Le processus mis en œuvre est complexe. La matière première, importée d’Australie-Occidentale, subit sur place une série d’opérations chimiques de séparation pour obtenir des oxydes de haute pureté. Ces produits sont ensuite majoritairement expédiés vers le Japon, où ils sont transformés en aimants. L’usine traite actuellement onze des dix-sept terres rares et prévoit d’élargir sa gamme à des métaux plus lourds, utilisés notamment dans le domaine médical. Pour renforcer sa position, Lynas développe des partenariats avec des fabricants d’aimants, afin de combler un maillon encore faible dans la chaîne de valeur hors de Chine.

Cette activité soulève cependant des questions environnementales. Le traitement des terres rares génère des résidus dont la gestion est scrutée. Le gouvernement malaisien a récemment renouvelé pour dix ans la licence d’exploitation de Lynas, tout en imposant une condition. L’entreprise doit cesser, dans un délai de cinq ans, toute activité produisant des déchets radioactifs. La direction du site assure que les sous-produits stockés sur place présentent une radioactivité naturelle extrêmement faible, comparable à celle de certains aliments courants, et qu’ils sont confinés dans des installations sécurisées. Des audits réguliers sont conduits pour garantir la sûreté des opérations.

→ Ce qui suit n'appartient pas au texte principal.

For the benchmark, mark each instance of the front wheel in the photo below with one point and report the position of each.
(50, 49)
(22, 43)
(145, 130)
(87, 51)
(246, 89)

Parallèlement, le groupe explore de nouvelles applications pour ses produits. Une voie prometteuse concerne le secteur de l’énergie verte, où les terres rares pourraient servir de catalyseurs dans la chaîne de production et de transport de l’hydrogène. Cette diversification représente un axe de croissance majeur pour la décennie à venir. L’initiative de Lynas en Malaisie illustre ainsi une tendance plus large. Face aux tensions géoéconomiques et à la course aux matériaux critiques, plusieurs acteurs tentent de construire des chaînes d’approvisionnement plus résilientes et moins concentrées.